La magie du tango

Publié le par Frédéric Zarod

 

La magie du tango, c'est pas sorcier



Le tango tient de la magie : on appuie dans le sol, on explore ses articulations, on ressent physiquement et charnellement la surface de la piste, on danse avec elle, on apprend à organiser les structures magnifiques de son propre corps, et l'on transmet à sa danseuse des faisceaux d'énergie.

Il faut surtout veiller à se décontracter, car la moindre parcelle de résistance, le moindre blocage, d'un bras, d'une épaule, c'est comme fermer le robinet alors qu'on a besoin d'eau chaude.



Le tango permet de vivre une expérience très particulière dans le développement de soi.

Cela procure une sensation agréable et revigorante lorsqu'on découvre le principe actif de l'axe : vous ressentez cette longue colonne invisible, remplie d'une force vivifiante qui naît du sol; la plante des pieds devient alors des racines, d'ici on ressent cette énergie qui remonte la cheville, toute la jambe, qui s'élance dans la hanche, et qui remplit l'aine jusqu'à l'épaule correspondante, toute cette partie du corps devient un arbre, juste le temps de devenir soi-même cet arbre : le danseur devient lui-même l'information qu'il communique à sa partenaire.


C'est une sensation inouïe : une tanda, c'est une promenade dans une forêt imaginaire, et notre corps garde le souvenir corporel de se sentir relier à une chose qui nous dépasse.



La musique donne une couleur, des nuances, elle est le soleil qui nous inonde.

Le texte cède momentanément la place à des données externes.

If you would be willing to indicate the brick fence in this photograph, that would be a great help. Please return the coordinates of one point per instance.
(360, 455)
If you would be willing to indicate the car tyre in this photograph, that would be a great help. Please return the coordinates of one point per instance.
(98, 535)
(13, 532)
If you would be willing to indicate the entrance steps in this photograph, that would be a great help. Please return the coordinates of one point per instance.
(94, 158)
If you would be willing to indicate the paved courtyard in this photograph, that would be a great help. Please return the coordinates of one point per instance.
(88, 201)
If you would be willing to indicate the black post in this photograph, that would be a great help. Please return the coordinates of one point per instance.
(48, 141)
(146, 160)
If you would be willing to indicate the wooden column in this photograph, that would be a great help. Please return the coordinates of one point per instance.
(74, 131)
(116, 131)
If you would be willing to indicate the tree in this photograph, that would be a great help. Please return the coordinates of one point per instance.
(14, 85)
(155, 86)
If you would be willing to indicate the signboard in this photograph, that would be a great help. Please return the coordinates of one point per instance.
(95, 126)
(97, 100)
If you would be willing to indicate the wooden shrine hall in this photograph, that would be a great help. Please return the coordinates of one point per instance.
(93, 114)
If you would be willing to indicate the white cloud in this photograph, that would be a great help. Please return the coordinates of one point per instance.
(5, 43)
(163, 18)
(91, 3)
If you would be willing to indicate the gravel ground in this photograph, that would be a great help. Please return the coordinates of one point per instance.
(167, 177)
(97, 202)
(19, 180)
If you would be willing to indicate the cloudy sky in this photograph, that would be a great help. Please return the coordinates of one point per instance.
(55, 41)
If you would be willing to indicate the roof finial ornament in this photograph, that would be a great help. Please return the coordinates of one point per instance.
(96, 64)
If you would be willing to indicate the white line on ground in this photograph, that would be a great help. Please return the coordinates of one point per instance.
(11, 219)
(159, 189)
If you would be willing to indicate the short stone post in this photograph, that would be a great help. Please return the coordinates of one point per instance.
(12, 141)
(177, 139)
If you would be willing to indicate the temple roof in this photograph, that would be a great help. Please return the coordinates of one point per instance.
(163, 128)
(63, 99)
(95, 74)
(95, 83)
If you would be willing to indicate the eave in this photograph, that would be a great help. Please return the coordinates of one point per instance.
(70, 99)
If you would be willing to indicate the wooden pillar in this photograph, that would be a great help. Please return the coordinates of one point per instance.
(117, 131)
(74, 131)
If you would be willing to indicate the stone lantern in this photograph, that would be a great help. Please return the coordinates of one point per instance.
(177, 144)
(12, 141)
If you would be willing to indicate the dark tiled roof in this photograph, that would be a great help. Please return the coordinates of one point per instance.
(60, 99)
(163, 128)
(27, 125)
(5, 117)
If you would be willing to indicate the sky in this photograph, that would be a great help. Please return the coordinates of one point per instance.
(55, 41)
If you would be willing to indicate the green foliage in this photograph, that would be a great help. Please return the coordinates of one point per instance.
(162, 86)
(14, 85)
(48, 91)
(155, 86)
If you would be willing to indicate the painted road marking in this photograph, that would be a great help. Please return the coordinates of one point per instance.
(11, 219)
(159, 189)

Ses vibrations remplissent le danseur qui les transforme dans son corps, en les véhiculant sous la forme de poussées verticales dont l'énergie est redistribuée à tous les étages des corps.

La musique devient un message, que le danseur transfert, qu'il va interpréter sous la forme physique, charnelle: il puise dans le sol la force dont il a besoin,  qui est renvoyée par sa jambe d'appui. Il s'agit bien à cet instant d'organiser la remontée d'énergie pour se mouvoir et guider la danseuse. La musique est une partition, le danseur devient une antenne se chargeant de traduire des vibrations sonores en mouvements.


La danseuse prend la responsabilité de sa propre force motrice : elle aussi puise dans le sol l'énergie nécessaire que le cavalier utilise, dont il a besoin, pour lui proposer une forme : il devient lui-même un récipient, un chemin, une indication vibrante et charnelle, tandis que la danseuse, en toute autonomie dans son équilibre, laisse les jeux du transfert d'énergie agir.

Elle est dans le ressenti corporel. Pour elle, le mouvement arrive de lui-même et elle ne sait pas mentalement ce qu'elle fait à cet instant présent. Elle fait. Elle est. Si le cavalier ne réfléchit pas trop à ce qu'il va faire, il peut aussi quitter son schéma mental pour laisser opérer la magie du tango.


Alors la connexion du couple conduit à cette magie de la marche, un tango qui se vit dans le corps, avec le corps.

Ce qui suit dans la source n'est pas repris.